By Michelle Higgins  /  NY TIMES SERVICE , NEW YORK

Luggage that stands out makes sense, until everyone else has got multi-colored luggage as well .


As one black bag after another tumbled onto the luggage carousel, a scrum of travelers just off a plane from Miami fought for position, trying to spot their own suitcases among the nearly identical pack. But Michelle Abril hung back. She knew her bag would stand out.

That's because Abril, a 26-year-old hotel publicist from New York, recently replaced her old black bags with a new set of hot pink luggage. "I didn't have to search for a name tag or baggage claim ticket. As soon as it popped up, I knew it was mine," she said.

You may have heard this before and never wanted to hear it again, but pink may be the new black -- in luggage, that is. In an effort to breathe some new life into their business, suitcase makers are experimenting with parts of the color palette rarely seen on the baggage carousel. Flamingo pink, lime green, turquoise and tangerine orange bags are now being offered by the formerly conservative Travelers Club brand, as part of its new South Beach collection. Not to be outdone, other luggage makers have engaged designers like Tommy Hilfiger and Ralph Lauren to dress up their bags in Technicolor. Even Samsonite, the largest American luggage company, has teamed up with the Australian designer Marc Newsom to develop a new luggage line that it is rolling out this month in yellow, electric blue and orange.

Part of this is a pure business decision, as luggage makers are trying to jump-start an industry that's been in something of a sales slump since 9/11. But it's also a welcome development for many travelers who had resigned themselves to using one of those boxy black bags on two wheels that have dominated airports for years -- and that caused the inevitable mix-ups among travelers who often couldn't tell their own bags from the dozens of look-alikes coming out on the carousel.

Asked to be the maid of honor in her best friend's wedding near Syracuse, New York, several years ago, Sara Demko flew up from her home in Florida and was giddily anticipating the big day when she got to her room and started unpacking her bag. But what she pulled out wasn't the gold satin dress she was supposed to be wearing the next afternoon, but a clutch of men's shirts she had never seen before.

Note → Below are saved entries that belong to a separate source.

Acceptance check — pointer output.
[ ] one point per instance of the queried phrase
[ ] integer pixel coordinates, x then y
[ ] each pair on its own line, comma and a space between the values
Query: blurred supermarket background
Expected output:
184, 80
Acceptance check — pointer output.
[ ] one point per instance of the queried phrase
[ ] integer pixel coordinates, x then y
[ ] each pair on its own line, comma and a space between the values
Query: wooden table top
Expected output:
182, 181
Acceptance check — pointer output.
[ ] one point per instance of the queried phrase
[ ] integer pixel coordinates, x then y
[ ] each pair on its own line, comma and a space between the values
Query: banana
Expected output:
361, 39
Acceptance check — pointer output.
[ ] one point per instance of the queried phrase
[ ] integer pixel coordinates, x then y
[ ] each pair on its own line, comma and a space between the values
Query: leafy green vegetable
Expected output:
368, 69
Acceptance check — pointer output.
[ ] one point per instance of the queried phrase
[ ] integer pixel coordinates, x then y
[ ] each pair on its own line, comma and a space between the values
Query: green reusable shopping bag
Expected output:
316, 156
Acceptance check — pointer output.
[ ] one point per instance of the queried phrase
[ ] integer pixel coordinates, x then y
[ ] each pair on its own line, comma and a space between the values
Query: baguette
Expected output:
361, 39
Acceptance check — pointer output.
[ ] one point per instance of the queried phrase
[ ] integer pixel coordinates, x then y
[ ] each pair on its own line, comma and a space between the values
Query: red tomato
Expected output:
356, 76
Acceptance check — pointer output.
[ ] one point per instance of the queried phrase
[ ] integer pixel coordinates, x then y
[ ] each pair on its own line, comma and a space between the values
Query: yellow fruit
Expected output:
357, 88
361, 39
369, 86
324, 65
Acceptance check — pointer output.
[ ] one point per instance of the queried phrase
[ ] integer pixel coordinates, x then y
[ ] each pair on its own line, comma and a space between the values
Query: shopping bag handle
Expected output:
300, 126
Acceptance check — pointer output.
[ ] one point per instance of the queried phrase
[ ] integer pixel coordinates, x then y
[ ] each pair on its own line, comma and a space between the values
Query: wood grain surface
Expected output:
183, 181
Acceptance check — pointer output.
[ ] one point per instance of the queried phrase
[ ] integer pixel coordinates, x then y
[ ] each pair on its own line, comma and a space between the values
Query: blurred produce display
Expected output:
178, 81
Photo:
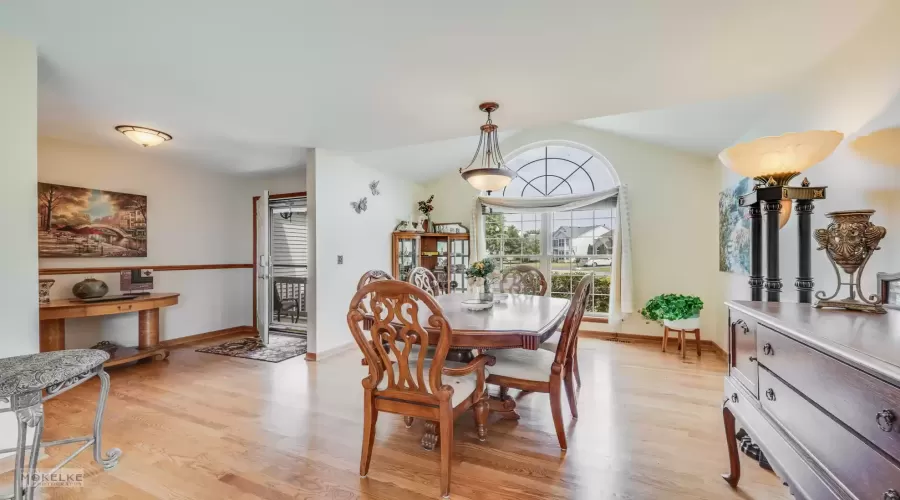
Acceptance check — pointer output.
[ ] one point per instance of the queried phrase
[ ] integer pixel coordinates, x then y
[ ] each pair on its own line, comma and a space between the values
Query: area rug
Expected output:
280, 348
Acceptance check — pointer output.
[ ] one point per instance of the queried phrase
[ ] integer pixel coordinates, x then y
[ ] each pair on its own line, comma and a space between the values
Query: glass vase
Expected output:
486, 295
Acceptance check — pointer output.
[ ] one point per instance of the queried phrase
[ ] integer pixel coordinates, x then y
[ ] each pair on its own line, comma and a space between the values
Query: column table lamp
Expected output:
773, 162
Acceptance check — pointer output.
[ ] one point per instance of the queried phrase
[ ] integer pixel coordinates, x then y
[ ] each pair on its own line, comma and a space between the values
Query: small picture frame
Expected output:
889, 288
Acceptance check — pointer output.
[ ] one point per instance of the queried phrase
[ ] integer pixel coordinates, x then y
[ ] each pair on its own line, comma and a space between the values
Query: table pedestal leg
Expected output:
432, 435
148, 342
460, 355
53, 335
503, 405
148, 333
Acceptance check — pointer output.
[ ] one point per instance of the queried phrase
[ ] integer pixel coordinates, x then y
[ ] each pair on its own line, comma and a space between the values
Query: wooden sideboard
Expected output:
819, 392
53, 324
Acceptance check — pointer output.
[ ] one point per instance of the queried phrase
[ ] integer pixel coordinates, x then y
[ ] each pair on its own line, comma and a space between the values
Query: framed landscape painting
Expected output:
734, 230
82, 222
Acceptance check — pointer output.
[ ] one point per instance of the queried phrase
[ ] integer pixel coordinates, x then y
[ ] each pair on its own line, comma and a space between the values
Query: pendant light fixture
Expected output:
144, 136
487, 171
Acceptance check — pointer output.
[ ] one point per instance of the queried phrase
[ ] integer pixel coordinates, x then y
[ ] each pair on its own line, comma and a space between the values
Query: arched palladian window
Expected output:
566, 244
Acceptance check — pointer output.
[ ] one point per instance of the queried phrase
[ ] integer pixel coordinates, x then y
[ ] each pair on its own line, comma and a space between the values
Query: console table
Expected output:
819, 392
54, 314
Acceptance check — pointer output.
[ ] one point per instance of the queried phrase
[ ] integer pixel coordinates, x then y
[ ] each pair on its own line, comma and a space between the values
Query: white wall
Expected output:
673, 215
195, 216
363, 239
855, 91
18, 199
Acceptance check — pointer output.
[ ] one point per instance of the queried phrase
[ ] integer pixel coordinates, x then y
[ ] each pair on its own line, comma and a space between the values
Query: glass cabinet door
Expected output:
407, 256
459, 262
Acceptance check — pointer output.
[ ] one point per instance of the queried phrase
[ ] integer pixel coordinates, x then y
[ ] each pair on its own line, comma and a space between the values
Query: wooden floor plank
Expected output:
201, 426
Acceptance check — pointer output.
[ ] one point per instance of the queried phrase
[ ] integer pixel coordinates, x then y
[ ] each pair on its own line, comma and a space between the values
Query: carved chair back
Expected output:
425, 279
568, 337
523, 279
373, 275
399, 310
370, 276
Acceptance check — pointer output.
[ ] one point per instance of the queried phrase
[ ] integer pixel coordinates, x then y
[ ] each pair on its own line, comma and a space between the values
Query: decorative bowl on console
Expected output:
90, 289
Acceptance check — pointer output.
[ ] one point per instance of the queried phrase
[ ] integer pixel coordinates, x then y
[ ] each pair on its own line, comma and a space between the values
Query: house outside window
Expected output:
563, 245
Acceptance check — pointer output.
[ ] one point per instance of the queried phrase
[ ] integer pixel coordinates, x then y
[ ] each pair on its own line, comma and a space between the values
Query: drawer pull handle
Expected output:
743, 324
885, 420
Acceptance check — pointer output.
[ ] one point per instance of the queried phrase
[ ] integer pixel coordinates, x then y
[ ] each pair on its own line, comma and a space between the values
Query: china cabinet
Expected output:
444, 254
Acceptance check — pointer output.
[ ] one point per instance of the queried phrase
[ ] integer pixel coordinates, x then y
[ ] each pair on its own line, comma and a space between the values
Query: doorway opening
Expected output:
281, 254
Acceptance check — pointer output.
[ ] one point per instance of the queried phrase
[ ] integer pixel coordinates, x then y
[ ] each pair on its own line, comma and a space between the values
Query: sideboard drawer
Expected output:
742, 332
865, 404
861, 469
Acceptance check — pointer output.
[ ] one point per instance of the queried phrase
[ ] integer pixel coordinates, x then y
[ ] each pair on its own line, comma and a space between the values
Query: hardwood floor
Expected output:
202, 426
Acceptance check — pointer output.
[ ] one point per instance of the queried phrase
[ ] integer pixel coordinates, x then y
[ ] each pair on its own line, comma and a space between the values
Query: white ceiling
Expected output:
245, 86
704, 128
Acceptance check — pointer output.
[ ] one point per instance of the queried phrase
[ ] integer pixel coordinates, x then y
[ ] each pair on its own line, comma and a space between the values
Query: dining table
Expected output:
514, 322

Then it dawned on her -- the black suitcase in front of her wasn't hers, but one of the dozens of nearly identical bags that had been rotating on the airport carousel. She had obviously grabbed the wrong one. "I was terrified," Demko, 28, recently recalled, adding that her own bag, tracked down by the airline and then delivered to her mother's house in Syracuse, didn't arrive until late the next morning, just hours before the ceremony. (She kept the tale of the missing dress from the bride until after the wedding.)

Debbie Mandel, 54, a stress-management specialist from Lawrence, New York, spent two days in the same clothes after someone mistakenly took her bag -- yes, also black -- from the luggage carousel in Biarritz, France, a few years ago. "I looked like a real hillbilly," said Mandel, who had to go in the clothes she had worn on the plane -- Capri pants, a T-shirt and sneakers -- to a dressy dinner at the hotel restaurant. "I got stares from the patrons, the clients, everybody."

The ubiquity of the black bag has forced many travelers to come up with all kinds of ways to make their suitcases stand out: pieces of yarn tied around the handle, strips of duct tape down the center of the bag. More recently, a small industry has sprung up to create bag identifiers, from tags to handle wraps in bright colors or wild prints.